Makespan comparison of 1024 × 32 benchmark dataset

Table 1 Cloud utilization and energy consumption for benchmark dataset
  • u = uniform distribution to generate these instances.

  • x = type of consistency (i.e., consistent (C), inconsistent (I), or semi-consistent (S)).

  • yy = task heterogeneity (i.e., high (Hi) or low (Lw)).

  • zz = machine or cloud heterogeneity (i.e., high (Hi) or low (Lw)).

Note that these instances are especially used in cloud scheduling.

Fig. 5
A multiple bar graph illustrates the makespan comparison of 512 times 16 benchmark dataset for various cloud task algorithms.
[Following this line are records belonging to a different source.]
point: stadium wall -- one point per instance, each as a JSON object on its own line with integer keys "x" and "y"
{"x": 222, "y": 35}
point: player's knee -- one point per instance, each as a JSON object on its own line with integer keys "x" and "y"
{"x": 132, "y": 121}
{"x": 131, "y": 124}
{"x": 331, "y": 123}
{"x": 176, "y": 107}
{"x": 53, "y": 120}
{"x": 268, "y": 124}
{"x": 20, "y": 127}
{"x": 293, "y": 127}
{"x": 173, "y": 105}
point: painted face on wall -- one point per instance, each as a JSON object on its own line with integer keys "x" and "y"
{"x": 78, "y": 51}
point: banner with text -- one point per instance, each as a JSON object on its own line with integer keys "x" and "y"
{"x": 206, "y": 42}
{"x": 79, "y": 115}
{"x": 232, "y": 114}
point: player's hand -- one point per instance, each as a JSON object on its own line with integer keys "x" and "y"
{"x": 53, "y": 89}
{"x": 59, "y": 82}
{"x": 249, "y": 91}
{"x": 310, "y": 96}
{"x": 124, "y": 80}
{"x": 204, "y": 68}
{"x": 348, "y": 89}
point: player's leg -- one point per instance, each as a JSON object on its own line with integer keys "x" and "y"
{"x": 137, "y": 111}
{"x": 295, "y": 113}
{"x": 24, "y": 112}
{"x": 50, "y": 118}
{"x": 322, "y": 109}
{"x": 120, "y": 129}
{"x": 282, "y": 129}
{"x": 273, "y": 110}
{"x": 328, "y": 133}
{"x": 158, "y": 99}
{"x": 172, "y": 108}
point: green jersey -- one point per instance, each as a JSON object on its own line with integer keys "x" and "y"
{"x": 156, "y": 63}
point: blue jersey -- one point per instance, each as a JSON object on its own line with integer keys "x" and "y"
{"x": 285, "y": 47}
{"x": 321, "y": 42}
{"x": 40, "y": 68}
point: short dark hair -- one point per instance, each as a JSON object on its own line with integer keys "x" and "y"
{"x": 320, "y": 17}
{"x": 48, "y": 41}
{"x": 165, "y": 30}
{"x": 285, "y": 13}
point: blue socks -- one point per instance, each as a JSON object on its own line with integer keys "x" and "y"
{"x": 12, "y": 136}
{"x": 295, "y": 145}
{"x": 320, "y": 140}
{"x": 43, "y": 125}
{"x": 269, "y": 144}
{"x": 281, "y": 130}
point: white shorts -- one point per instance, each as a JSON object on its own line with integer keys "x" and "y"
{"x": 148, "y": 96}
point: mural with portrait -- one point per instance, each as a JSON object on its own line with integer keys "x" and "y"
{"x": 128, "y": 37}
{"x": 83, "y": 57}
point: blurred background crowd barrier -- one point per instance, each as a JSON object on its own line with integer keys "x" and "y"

Makespan comparison of 512 × 16 benchmark dataset

6 Conclusion

In this paper, the working of the PSO algorithm in a heterogeneous multi-cloud environment has been portrayed. It is resulting from an efficient scheduling mechanism by taking a large search space. Hence, it is improving the overall makespan and generates cloud utilization and average energy consumption in cloud systems. These are cloud parameters required to evaluate the performance of the scheduling algorithm. PSO is one of the traditional evolutionary algorithms which performs better in a large search space. In the proposed algorithm, it is evaluating the overall energy consumption after completion of the scheduling method. It outperforms the existing algorithms in a distributed environment and evolutionary task scheduling. Synthesized and benchmark datasets are tested upon the proposed algorithm. The future work will be the implementation of the proposed algorithm in a real cloud environment and analysis of the proposed algorithm with advanced evolutionary scheduling strategies.